Я раскрываю правила и начинаю читать, но тут раздается звонок на обед.

- Пойдем с нами? - надо мной стоит та самая рыженькая Валя, у которой Мишка.

- А можно?

- Чего ж нельзя, пошли… Валя долго вертится перед зеркалом, подводит глаза, покусывает губы и только потом направляется к выходу. За дверью нас ждут еще три девушки.

- А куда мы идем? - самым независимым тоном, на какой только способна, спрашиваю я.

- Куда? - девчонки хохочут. - В уборную… Руки мыть…

Мы спускаемся по одной лестнице, поднимаемся по другой, проходим через какой–то грохочущий цех и наконец оказываемся в уборной с таким огромным предбанником, что в нем можно устраивать танцы.

- А что, ближе нет? - спрашиваю я.

- Есть. Только там эти старые зануды вечно торчат, покурить не дают… Куришь?

- Курю, - не моргнув глазом вру я. Валя с улыбочкой протягивает мне сигарету. Думает, закашляюсь. Я хоть и не курю, но пробовала, поэтому закуриваю абсолютно нормально.

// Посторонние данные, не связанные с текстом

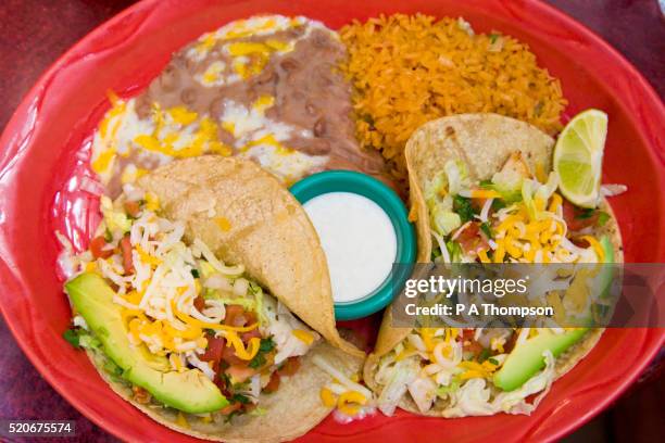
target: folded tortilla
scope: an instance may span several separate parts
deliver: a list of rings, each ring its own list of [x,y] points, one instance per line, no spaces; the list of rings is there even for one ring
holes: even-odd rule
[[[161,213],[185,223],[225,263],[247,273],[330,344],[364,357],[335,327],[332,289],[316,230],[293,195],[251,161],[203,155],[141,177]]]
[[[290,441],[305,434],[326,418],[331,408],[323,404],[319,392],[330,382],[330,376],[312,363],[315,355],[321,355],[346,375],[356,374],[362,367],[361,358],[351,356],[328,343],[321,343],[300,357],[300,369],[293,376],[284,378],[277,392],[262,393],[259,396],[259,405],[265,414],[244,414],[234,417],[230,421],[226,421],[223,416],[216,416],[206,422],[173,408],[138,403],[129,384],[113,379],[102,369],[105,356],[88,352],[97,370],[113,391],[153,420],[188,435],[227,443]],[[179,414],[185,418],[185,422]]]
[[[312,363],[319,355],[347,376],[362,369],[364,353],[335,327],[332,296],[318,237],[296,199],[275,177],[249,161],[206,155],[176,161],[145,176],[139,186],[159,197],[161,213],[186,224],[188,240],[201,239],[226,263],[244,265],[322,341],[301,357],[277,392],[262,393],[262,414],[212,420],[155,404],[141,404],[131,385],[102,368],[108,357],[88,352],[98,371],[124,400],[178,432],[225,442],[280,442],[314,428],[330,412],[319,398],[331,377]],[[222,217],[224,221],[221,221]]]
[[[443,169],[449,160],[463,161],[470,179],[476,182],[489,179],[501,169],[509,156],[519,151],[530,170],[541,180],[551,170],[554,139],[538,128],[514,118],[497,114],[462,114],[443,117],[421,126],[409,139],[405,149],[409,169],[410,203],[415,213],[418,239],[418,263],[428,263],[431,257],[429,210],[423,195],[425,183]],[[616,263],[623,263],[620,231],[616,217],[606,200],[600,208],[610,214],[610,220],[597,230],[606,235],[614,245]],[[364,366],[364,379],[371,389],[380,394],[381,387],[375,380],[379,358],[392,351],[412,331],[410,328],[392,327],[392,309],[384,313],[381,327],[374,352]],[[570,370],[595,345],[603,329],[588,332],[585,339],[556,358],[556,378]],[[415,403],[404,395],[400,407],[415,414]],[[431,408],[427,415],[440,416],[440,410]]]

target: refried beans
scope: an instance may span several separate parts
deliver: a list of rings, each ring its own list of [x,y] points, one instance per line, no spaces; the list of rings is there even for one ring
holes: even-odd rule
[[[337,35],[305,17],[233,22],[176,52],[136,98],[114,100],[92,168],[111,195],[173,159],[211,153],[252,159],[287,185],[351,169],[393,186],[354,137],[344,58]]]

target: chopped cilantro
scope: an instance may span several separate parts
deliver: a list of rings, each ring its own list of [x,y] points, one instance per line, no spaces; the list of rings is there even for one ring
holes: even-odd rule
[[[480,230],[487,236],[488,239],[492,238],[492,229],[489,227],[488,221],[480,224]]]
[[[241,403],[243,405],[247,405],[251,401],[249,400],[249,397],[242,394],[234,394],[234,396],[231,396],[231,403]]]
[[[275,342],[272,337],[267,339],[261,339],[261,344],[259,345],[259,352],[271,352],[275,347]]]
[[[598,214],[598,226],[605,226],[607,221],[610,221],[610,214],[604,211],[600,211]]]
[[[72,346],[80,347],[78,329],[67,329],[62,333],[62,338],[65,339]]]
[[[484,347],[480,354],[478,354],[478,362],[482,363],[486,359],[488,359],[489,356],[490,356],[490,350],[488,350],[487,347]]]
[[[474,206],[470,204],[470,199],[456,194],[453,197],[453,211],[460,215],[462,223],[466,223],[474,218]]]
[[[497,212],[499,210],[503,210],[505,207],[505,202],[501,199],[492,200],[492,211]]]
[[[575,215],[575,218],[578,220],[584,220],[586,218],[591,218],[595,214],[595,210],[587,208],[581,210],[578,214]]]
[[[540,116],[540,113],[542,112],[543,106],[544,106],[544,103],[541,101],[536,103],[536,105],[534,106],[534,115],[536,115],[537,117]]]
[[[249,363],[249,367],[252,369],[259,369],[263,365],[265,365],[265,355],[262,353],[254,355],[254,358]]]
[[[249,363],[249,367],[252,369],[258,369],[265,365],[265,354],[273,351],[275,347],[275,342],[273,342],[273,338],[261,339],[261,344],[259,345],[259,352],[254,355],[254,358]]]

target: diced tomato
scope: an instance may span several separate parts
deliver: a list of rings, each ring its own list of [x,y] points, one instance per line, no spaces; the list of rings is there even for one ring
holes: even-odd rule
[[[298,369],[300,369],[300,358],[289,357],[284,363],[284,366],[279,368],[279,375],[284,377],[289,377],[298,372]]]
[[[199,359],[202,362],[212,362],[213,370],[216,372],[219,367],[219,360],[222,360],[225,340],[222,337],[214,337],[212,334],[209,334],[206,339],[208,347],[205,352],[199,356]]]
[[[465,352],[478,355],[482,352],[482,345],[475,340],[476,332],[473,329],[462,331],[462,343]]]
[[[279,389],[279,374],[275,371],[271,375],[271,381],[268,381],[265,388],[263,388],[263,391],[269,394],[272,392],[277,391],[278,389]]]
[[[531,395],[527,395],[526,397],[524,397],[524,402],[528,403],[529,405],[532,405],[534,402],[536,401],[536,397],[539,395],[538,392],[536,392],[535,394]]]
[[[93,238],[90,241],[90,252],[92,253],[93,258],[109,258],[113,255],[113,250],[104,251],[103,248],[106,245],[106,240],[104,240],[103,236],[99,236]]]
[[[570,242],[578,248],[589,248],[591,245],[587,240],[580,239],[579,237],[573,237]]]
[[[242,403],[240,402],[231,403],[227,406],[224,406],[222,409],[219,409],[219,414],[229,415],[230,413],[234,413],[240,409],[241,407],[242,407]]]
[[[249,365],[248,360],[243,360],[236,355],[236,350],[233,346],[229,346],[228,343],[226,343],[226,346],[224,346],[224,350],[222,351],[222,359],[231,366]]]
[[[141,206],[138,202],[125,202],[123,206],[125,206],[125,212],[134,218],[137,218],[141,212]]]
[[[510,354],[511,351],[513,351],[513,347],[515,347],[515,343],[517,343],[517,333],[513,332],[513,334],[509,337],[509,339],[505,341],[505,344],[503,345],[503,351],[506,354]]]
[[[598,224],[598,218],[600,216],[600,213],[598,211],[593,211],[590,216],[584,217],[585,215],[587,215],[585,214],[585,210],[581,210],[575,206],[573,203],[568,202],[567,200],[564,200],[563,217],[569,230],[578,231],[589,226],[595,226],[595,224]]]
[[[231,366],[226,369],[225,372],[228,374],[236,383],[242,383],[243,381],[252,377],[254,374],[256,374],[254,369],[246,365]]]
[[[242,332],[240,334],[240,339],[244,342],[244,343],[249,343],[250,339],[260,339],[261,338],[261,331],[259,330],[259,328],[254,328],[251,331],[247,331],[247,332]]]
[[[472,199],[472,206],[474,210],[476,210],[476,212],[480,213],[487,199]]]
[[[125,236],[121,240],[121,252],[123,253],[123,268],[125,269],[125,275],[134,274],[134,261],[131,258],[129,236]]]
[[[475,340],[464,342],[463,349],[465,352],[470,352],[474,355],[479,355],[484,350],[482,345]]]
[[[481,249],[489,250],[487,239],[480,235],[480,224],[477,221],[466,225],[455,240],[460,243],[465,254],[477,252]]]
[[[244,317],[244,326],[253,325],[256,322],[256,314],[246,311],[243,314]]]
[[[473,329],[463,329],[462,330],[462,340],[474,340],[476,337],[476,331]]]
[[[195,299],[195,307],[198,312],[205,309],[205,299],[203,299],[201,295],[197,295]]]
[[[228,326],[244,326],[247,317],[244,316],[244,308],[240,305],[226,305],[226,317],[224,317],[224,325]]]

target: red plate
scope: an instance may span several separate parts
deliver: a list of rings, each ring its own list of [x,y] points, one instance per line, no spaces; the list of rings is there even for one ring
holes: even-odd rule
[[[237,0],[224,4],[148,0],[103,24],[63,55],[27,94],[0,139],[0,306],[23,351],[58,392],[123,440],[193,440],[161,427],[113,394],[85,355],[61,338],[70,309],[54,266],[59,245],[53,231],[68,232],[79,245],[87,242],[95,199],[67,193],[66,187],[77,165],[80,168],[81,144],[105,110],[106,90],[131,94],[186,42],[255,13],[303,14],[337,28],[352,18],[418,11],[461,15],[479,31],[500,29],[528,42],[540,64],[561,78],[570,102],[568,115],[587,107],[610,114],[603,177],[629,188],[612,200],[626,260],[665,262],[663,103],[614,49],[556,10],[527,0]],[[530,417],[440,420],[400,413],[349,426],[328,418],[303,441],[554,440],[615,400],[663,339],[662,329],[606,331]]]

- Что тебе эта грымза говорила? - спрашивает девушка постарше, крашеная блондинка, ее называют Лилей.

- Да я толком и не поняла.

- Ты не слушай, - говорит Лиля. Я только начинаю объяснять ей, что я сразу увидела,

что за птица Надька, как уж вижу, что ей неинтересно, по крайней мере сейчас, потому что перекур в уборной тратится у них на другое. Это короткая информация о том, кто как провел вчерашний вечер. Говорит Лиля.

Она некрасивая. Вульгарно накрашена. Старше меня года на четыре (потом выясняется, что даже на семь). У нее длинное лицо, глаза навыкате, низкий таз и короткие ноги.

Лиля такая некрасивая, что вульгарная краска даже, пожалуй, уместна на ее лице, потому что подгоняет Лилю под общий стандарт.

Но у нее хороший голос. Низкий и теплый. Она хорошо и вкусно говорит. Над собой посмеивается, но, кажется, не позволяет этого другим.

- Ждала его до полдевятого, - говорит Лиля, - вымылась, глаза подвела, а он - тю–тю! Так и просидела весь вечер, как умная Маша с вымытой шеей.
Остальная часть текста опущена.